Using Visual Imagery to Respond to Texts

Description
For many students, drawing pictures in response to literature feels "fun" and unthreatening compared to writing a response. Yet asking students to draw what they see as they read is essentially the same thing as requesting a written response: Both demand that they identify and restate an important concept in the text in a way that is personally meaningful. A visual representation of a text or portion of a text can be done at any point in a reading -- as a first response, to sum up, or as a final assessment. Teacher Alfredo Lujan says this about his use of the technique: "After [the students] had discussed the poems [in Keith Gilyard's book Poemographies] and then the title, in my mind, they were making a link, and I thought, 'What better way to represent that than visually?' So instead of giving them a standard assignment like 'write an essay explaining what you meant' ... I thought in this case ... it would be best represented visually." Some of his students made posters, some maps, and some drew their responses.

A visual representation can take any form. Students can simply describe orally, to a partner or to the whole class, the images they "see" in their minds as they read. They can also do simple sketches in response to what they read, then share those sketches. Or they can create more elaborate responses by making posters, maps, portraits, masks, photo essays, sculptures, or other visual art forms. Visual responses can be done with the text as a whole, with a portion of the text, or with some theme or idea that runs through it.

Students can also capture the meaning of one word through drawing. Some teachers have students draw the meaning of a vocabulary word they are studying. Other teachers ask for a visual response as a culmination of a study of one concept or theme. For example, students might attempt to draw a concept like "hero" after a study of mythology, or visually represent themes like "identity" or "racism" that may arise in their reading.
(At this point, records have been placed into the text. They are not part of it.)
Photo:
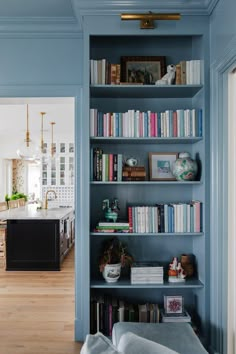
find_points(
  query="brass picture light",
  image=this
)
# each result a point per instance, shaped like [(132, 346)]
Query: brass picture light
[(147, 20)]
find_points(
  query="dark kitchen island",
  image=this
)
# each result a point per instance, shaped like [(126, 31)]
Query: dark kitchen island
[(38, 239)]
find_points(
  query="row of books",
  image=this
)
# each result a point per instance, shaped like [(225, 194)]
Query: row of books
[(146, 273), (105, 167), (135, 124), (188, 72), (106, 310), (103, 72), (175, 317), (166, 218), (107, 226)]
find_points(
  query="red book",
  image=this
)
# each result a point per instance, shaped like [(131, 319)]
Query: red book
[(152, 124), (175, 134), (110, 167), (130, 218), (197, 216)]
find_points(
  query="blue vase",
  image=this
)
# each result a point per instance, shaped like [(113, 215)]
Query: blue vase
[(185, 168)]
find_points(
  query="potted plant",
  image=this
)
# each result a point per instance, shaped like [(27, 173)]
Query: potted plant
[(114, 256)]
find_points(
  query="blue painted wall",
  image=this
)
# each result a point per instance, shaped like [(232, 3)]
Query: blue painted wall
[(222, 28), (33, 61), (223, 59)]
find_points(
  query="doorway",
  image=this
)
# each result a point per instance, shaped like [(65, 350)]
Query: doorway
[(30, 178)]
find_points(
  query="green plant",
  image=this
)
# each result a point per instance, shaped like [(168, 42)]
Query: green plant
[(113, 252)]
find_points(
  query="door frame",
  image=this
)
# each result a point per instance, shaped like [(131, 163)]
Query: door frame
[(55, 91), (219, 292)]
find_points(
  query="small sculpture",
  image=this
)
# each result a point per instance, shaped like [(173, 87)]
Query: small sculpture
[(111, 209), (169, 77), (185, 168), (132, 161), (176, 273)]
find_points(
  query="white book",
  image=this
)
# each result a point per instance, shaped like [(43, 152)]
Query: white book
[(95, 72), (91, 71), (193, 122), (103, 80), (92, 119), (137, 124), (188, 72)]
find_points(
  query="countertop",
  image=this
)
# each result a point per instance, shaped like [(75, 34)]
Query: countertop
[(31, 212)]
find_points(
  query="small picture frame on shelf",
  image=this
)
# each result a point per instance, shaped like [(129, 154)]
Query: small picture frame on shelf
[(160, 166), (173, 304), (144, 70)]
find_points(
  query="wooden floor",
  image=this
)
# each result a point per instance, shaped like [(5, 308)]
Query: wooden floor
[(37, 311)]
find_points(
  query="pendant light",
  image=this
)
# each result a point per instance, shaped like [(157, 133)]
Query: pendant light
[(41, 139), (52, 143), (28, 150)]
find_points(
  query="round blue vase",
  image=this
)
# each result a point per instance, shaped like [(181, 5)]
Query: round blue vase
[(185, 168)]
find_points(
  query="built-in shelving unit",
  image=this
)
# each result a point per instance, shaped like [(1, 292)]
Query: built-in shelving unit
[(161, 246)]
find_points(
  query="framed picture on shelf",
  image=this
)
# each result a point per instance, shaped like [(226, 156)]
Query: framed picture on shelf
[(173, 304), (160, 164), (144, 70)]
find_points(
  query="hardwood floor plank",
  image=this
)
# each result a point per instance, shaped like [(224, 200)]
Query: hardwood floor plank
[(37, 311)]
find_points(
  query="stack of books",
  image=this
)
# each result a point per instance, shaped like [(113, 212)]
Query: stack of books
[(175, 317), (106, 226), (146, 273), (133, 173)]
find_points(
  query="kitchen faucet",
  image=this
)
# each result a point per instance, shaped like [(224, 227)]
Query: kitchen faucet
[(46, 198)]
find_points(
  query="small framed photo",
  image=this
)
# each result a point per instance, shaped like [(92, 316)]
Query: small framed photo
[(144, 70), (173, 304), (160, 166)]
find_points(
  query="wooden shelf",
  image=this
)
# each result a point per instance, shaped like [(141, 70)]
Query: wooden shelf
[(160, 234), (148, 183), (144, 91), (146, 140), (188, 284)]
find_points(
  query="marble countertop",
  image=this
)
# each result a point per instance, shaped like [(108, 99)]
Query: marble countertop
[(31, 212)]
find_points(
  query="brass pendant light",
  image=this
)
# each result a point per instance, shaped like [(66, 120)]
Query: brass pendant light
[(28, 150)]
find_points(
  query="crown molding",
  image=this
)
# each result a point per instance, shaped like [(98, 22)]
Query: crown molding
[(105, 7), (36, 26)]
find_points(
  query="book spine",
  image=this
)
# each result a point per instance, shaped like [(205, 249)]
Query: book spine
[(130, 218), (115, 166)]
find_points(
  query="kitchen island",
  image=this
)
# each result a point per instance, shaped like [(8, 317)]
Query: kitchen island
[(38, 239)]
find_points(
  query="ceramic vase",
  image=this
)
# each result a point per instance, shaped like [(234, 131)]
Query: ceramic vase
[(111, 272), (187, 264), (184, 168)]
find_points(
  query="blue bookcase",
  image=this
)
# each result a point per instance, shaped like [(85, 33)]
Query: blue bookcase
[(182, 43)]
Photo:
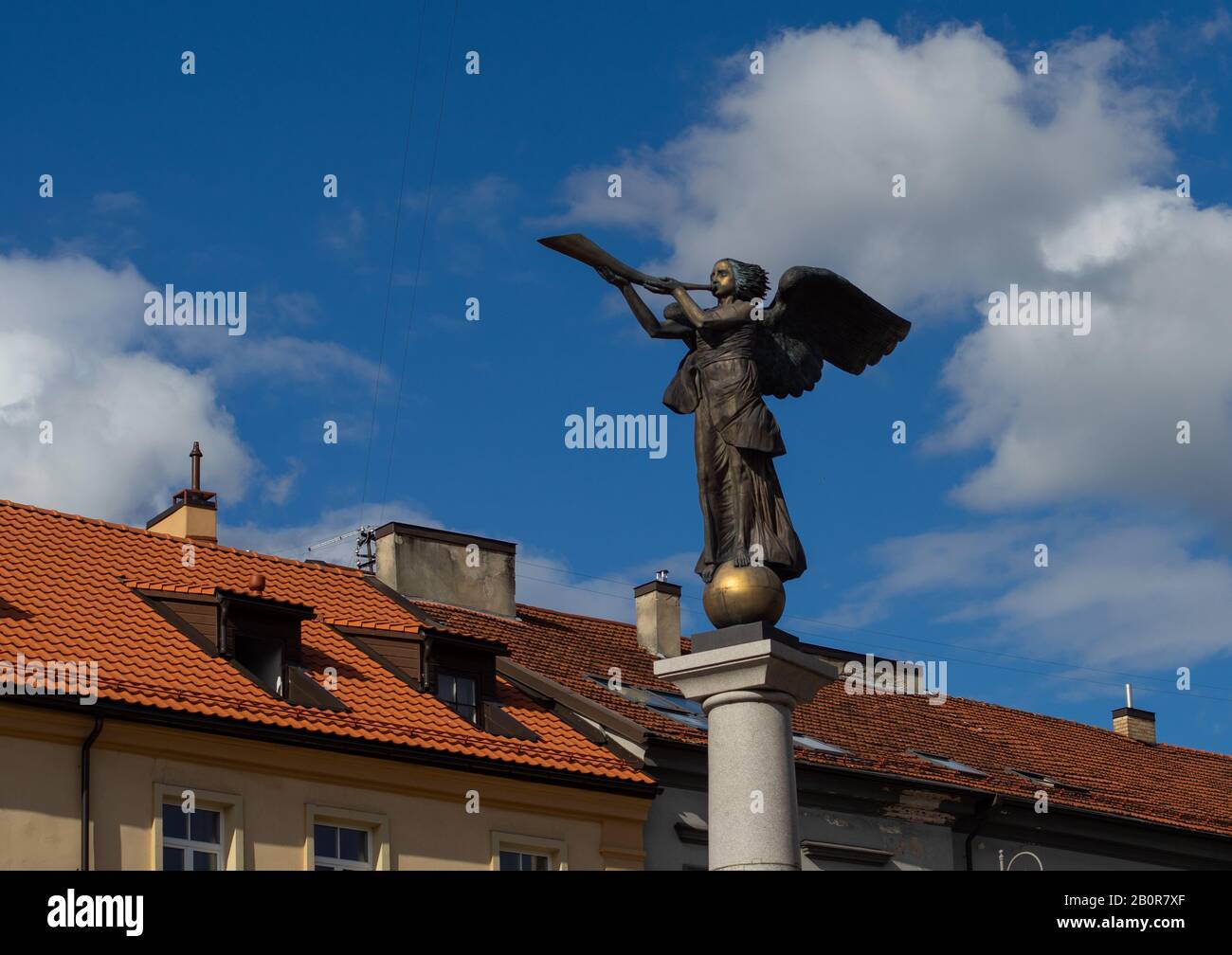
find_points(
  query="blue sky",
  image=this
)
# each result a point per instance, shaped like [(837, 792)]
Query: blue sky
[(213, 181)]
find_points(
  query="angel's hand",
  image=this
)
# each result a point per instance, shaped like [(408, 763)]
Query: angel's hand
[(663, 286), (608, 276)]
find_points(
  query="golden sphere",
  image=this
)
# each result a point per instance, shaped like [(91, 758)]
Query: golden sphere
[(743, 595)]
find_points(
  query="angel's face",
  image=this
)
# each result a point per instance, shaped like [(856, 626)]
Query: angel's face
[(722, 279)]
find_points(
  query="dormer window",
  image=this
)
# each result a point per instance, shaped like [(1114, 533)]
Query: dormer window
[(460, 693), (263, 638), (259, 636)]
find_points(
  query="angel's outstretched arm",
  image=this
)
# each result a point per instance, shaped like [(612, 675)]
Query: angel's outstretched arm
[(666, 328), (726, 315)]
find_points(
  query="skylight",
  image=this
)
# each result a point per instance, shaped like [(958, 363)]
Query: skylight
[(808, 742), (1039, 779), (665, 704), (1035, 778), (945, 763)]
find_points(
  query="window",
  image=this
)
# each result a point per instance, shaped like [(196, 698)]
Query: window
[(512, 861), (191, 840), (345, 840), (514, 853), (459, 693), (340, 848), (209, 838)]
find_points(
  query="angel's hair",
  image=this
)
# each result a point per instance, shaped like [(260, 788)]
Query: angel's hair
[(751, 279)]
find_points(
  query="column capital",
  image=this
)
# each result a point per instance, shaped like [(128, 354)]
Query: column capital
[(762, 665)]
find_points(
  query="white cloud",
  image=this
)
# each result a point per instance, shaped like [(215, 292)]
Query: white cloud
[(1124, 594), (1052, 183), (122, 421)]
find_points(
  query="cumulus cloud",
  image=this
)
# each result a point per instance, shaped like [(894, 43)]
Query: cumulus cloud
[(72, 369), (1121, 594), (1056, 183), (1051, 183)]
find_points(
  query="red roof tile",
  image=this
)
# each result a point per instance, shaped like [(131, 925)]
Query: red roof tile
[(1159, 784), (68, 591)]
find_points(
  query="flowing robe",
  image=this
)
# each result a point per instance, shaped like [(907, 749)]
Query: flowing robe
[(735, 440)]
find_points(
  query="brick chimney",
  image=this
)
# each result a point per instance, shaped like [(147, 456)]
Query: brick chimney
[(193, 513), (658, 616), (1133, 724), (451, 568)]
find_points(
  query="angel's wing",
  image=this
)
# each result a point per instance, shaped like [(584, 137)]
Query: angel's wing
[(818, 315)]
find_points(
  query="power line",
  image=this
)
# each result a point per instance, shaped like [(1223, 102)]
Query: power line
[(419, 259), (393, 254)]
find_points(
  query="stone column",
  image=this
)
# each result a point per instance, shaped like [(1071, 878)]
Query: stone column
[(750, 678)]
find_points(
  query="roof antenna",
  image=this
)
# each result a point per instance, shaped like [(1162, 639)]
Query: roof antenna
[(364, 557)]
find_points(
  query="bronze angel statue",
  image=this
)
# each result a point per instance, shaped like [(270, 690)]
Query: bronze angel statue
[(739, 351)]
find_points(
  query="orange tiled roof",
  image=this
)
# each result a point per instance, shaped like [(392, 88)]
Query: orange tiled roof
[(68, 591), (1158, 784)]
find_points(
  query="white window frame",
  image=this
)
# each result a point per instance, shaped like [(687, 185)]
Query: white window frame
[(554, 849), (230, 836), (377, 826)]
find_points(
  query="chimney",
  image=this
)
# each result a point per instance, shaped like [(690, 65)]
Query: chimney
[(1133, 724), (451, 568), (193, 513), (658, 616)]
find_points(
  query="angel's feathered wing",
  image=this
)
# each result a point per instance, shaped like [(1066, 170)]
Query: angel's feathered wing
[(817, 316)]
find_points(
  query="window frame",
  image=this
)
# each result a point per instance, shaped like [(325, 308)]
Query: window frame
[(230, 822), (475, 678), (554, 849), (376, 824)]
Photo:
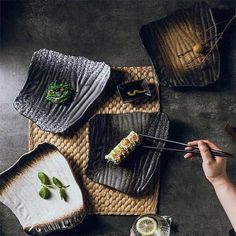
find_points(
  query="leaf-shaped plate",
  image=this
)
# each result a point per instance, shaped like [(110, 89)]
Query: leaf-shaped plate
[(87, 78), (134, 174), (19, 190)]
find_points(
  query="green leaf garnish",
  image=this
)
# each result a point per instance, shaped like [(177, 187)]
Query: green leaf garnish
[(63, 194), (59, 92), (44, 178), (44, 193), (57, 182)]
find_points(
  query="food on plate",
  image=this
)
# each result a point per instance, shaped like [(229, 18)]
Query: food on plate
[(135, 92), (123, 148), (59, 92)]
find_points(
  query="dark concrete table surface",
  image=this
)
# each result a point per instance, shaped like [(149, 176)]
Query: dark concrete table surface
[(108, 30)]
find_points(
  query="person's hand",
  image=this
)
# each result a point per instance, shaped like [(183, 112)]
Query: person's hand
[(213, 167)]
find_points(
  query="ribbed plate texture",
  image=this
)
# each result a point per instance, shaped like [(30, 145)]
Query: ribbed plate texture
[(98, 198), (134, 174), (87, 78), (173, 35)]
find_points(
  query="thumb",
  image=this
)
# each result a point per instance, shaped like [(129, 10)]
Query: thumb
[(205, 152)]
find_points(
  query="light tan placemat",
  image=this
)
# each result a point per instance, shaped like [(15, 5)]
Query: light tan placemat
[(98, 198)]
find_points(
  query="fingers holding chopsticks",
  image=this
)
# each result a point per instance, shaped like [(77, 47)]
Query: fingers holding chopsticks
[(207, 149), (214, 166)]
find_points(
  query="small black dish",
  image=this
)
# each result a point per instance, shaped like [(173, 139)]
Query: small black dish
[(134, 91)]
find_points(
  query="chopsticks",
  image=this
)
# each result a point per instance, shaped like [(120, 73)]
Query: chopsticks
[(194, 151)]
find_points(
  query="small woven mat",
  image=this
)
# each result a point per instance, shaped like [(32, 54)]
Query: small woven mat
[(98, 198)]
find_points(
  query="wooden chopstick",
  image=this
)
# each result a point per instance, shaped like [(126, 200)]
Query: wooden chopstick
[(213, 151), (182, 150)]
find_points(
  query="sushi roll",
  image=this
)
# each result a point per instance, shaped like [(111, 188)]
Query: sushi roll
[(123, 148)]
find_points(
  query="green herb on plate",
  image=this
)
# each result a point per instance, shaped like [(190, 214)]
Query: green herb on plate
[(44, 178), (135, 92), (59, 92), (46, 182), (63, 194), (61, 187), (44, 192)]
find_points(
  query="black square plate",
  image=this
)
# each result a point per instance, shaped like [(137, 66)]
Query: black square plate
[(134, 174), (134, 91)]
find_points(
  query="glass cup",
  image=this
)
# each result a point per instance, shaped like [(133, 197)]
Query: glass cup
[(151, 225)]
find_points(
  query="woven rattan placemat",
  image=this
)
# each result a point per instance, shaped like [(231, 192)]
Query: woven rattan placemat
[(98, 198)]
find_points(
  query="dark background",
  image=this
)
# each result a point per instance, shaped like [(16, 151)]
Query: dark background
[(107, 30)]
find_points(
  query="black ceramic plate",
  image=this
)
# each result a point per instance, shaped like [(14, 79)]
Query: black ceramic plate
[(173, 35), (87, 78), (136, 171)]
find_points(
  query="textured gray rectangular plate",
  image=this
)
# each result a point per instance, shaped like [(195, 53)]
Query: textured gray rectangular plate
[(19, 187), (87, 78), (134, 174), (168, 37)]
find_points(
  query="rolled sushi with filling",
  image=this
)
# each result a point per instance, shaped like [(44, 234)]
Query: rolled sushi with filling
[(123, 148)]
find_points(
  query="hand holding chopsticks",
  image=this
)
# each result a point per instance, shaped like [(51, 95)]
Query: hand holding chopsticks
[(194, 148)]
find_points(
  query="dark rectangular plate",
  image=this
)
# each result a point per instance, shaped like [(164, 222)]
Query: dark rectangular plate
[(134, 87), (134, 174), (87, 78), (175, 34)]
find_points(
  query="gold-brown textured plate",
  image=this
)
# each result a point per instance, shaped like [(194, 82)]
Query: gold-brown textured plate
[(168, 38)]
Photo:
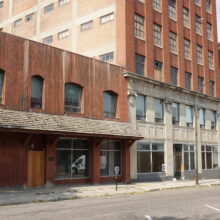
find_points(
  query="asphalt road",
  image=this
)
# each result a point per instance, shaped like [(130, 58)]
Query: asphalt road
[(181, 204)]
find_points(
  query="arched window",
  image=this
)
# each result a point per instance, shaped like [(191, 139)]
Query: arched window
[(73, 94), (36, 91), (2, 76), (110, 101)]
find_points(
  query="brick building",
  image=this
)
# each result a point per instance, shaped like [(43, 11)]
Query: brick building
[(63, 119)]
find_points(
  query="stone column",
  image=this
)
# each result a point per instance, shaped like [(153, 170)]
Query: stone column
[(168, 148)]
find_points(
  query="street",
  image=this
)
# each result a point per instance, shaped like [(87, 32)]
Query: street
[(182, 204)]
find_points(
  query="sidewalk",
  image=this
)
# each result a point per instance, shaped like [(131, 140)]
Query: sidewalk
[(22, 196)]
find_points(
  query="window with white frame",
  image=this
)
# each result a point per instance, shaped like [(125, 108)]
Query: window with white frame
[(139, 26), (107, 18), (198, 24), (189, 116), (157, 34), (186, 17), (174, 75), (211, 88), (107, 57), (202, 118), (175, 113), (159, 110), (199, 54), (173, 40), (187, 49), (209, 157), (63, 34), (86, 26), (200, 83), (172, 9), (150, 157), (140, 107), (208, 5), (210, 59), (213, 119), (48, 40), (18, 22), (156, 4), (49, 8), (63, 2), (187, 80)]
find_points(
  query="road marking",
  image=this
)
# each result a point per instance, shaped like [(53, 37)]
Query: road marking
[(211, 207), (148, 217)]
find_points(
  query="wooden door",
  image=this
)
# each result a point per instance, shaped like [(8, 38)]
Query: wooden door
[(35, 168)]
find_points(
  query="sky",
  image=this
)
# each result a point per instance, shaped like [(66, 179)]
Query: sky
[(218, 18)]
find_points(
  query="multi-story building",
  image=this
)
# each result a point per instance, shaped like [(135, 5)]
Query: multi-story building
[(62, 120), (166, 40)]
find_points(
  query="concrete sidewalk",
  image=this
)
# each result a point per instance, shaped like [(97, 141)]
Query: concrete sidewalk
[(22, 196)]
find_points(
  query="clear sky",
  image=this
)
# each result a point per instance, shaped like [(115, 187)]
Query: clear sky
[(218, 18)]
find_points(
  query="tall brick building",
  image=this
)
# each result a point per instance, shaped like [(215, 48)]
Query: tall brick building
[(167, 40)]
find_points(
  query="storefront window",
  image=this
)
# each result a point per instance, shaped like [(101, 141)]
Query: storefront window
[(72, 158), (209, 157), (110, 156), (150, 157)]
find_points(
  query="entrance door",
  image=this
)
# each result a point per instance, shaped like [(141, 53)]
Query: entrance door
[(178, 163), (35, 168)]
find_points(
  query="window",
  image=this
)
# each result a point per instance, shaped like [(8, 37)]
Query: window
[(73, 96), (208, 5), (175, 113), (189, 157), (86, 26), (189, 116), (36, 91), (106, 18), (158, 107), (157, 34), (139, 64), (72, 158), (140, 107), (107, 57), (110, 102), (139, 26), (200, 84), (150, 157), (2, 77), (172, 9), (198, 24), (48, 40), (209, 30), (211, 88), (63, 34), (199, 54), (29, 17), (63, 2), (202, 118), (173, 37), (213, 119), (49, 8), (197, 2), (210, 59), (174, 72), (156, 4), (186, 17), (187, 49), (209, 157), (18, 22), (110, 156), (187, 80)]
Many teachers already use "mapping" in the classroom. Mapping is the practice of having students show their thinking about an idea, book, or theme by graphically representing the relationships between pieces of information. Markers, construction paper, and other supplies that encourage a visual response can help to make these maps more visually engaging.

A teacher introducing students to the concept of representing visual images might begin by modeling the images he or she "sees" while reading a text. The teacher can explain how describing and reflecting on these images helps develop comprehension of the text. Students might then begin by describing their images orally to a partner or by writing in a journal. Small peer groups might meet to discuss these images and discover what they have in common. Image-making is an ongoing process. Just as written and oral responses to literature will grow in sophistication with practice, so will the making of visual representations. Teachers should model how these responses, like written and oral responses, will be different for different genres of texts.
Benefits
Good writing evokes images in our minds as we read. Good readers are constantly making and revising these mental images as they progress through a text. As educators Ellin Oliver Keene and Susan Zimmerman, authors of Mosaic of Thought, put it: "Proficient readers spontaneously and purposefully create mental images while and after they read. The images emerge from all five senses, as well as the emotions, and are anchored in a reader's prior knowledge ... [They] use images to draw conclusions, to create distinct and unique interpretations of the text, to recall details significant to the text, and to recall a text after it has been read." Talking about this with students and having them describe or draw the images they "see" as they read helps them strengthen their ability to use these mental pictures for comprehension and interpretation.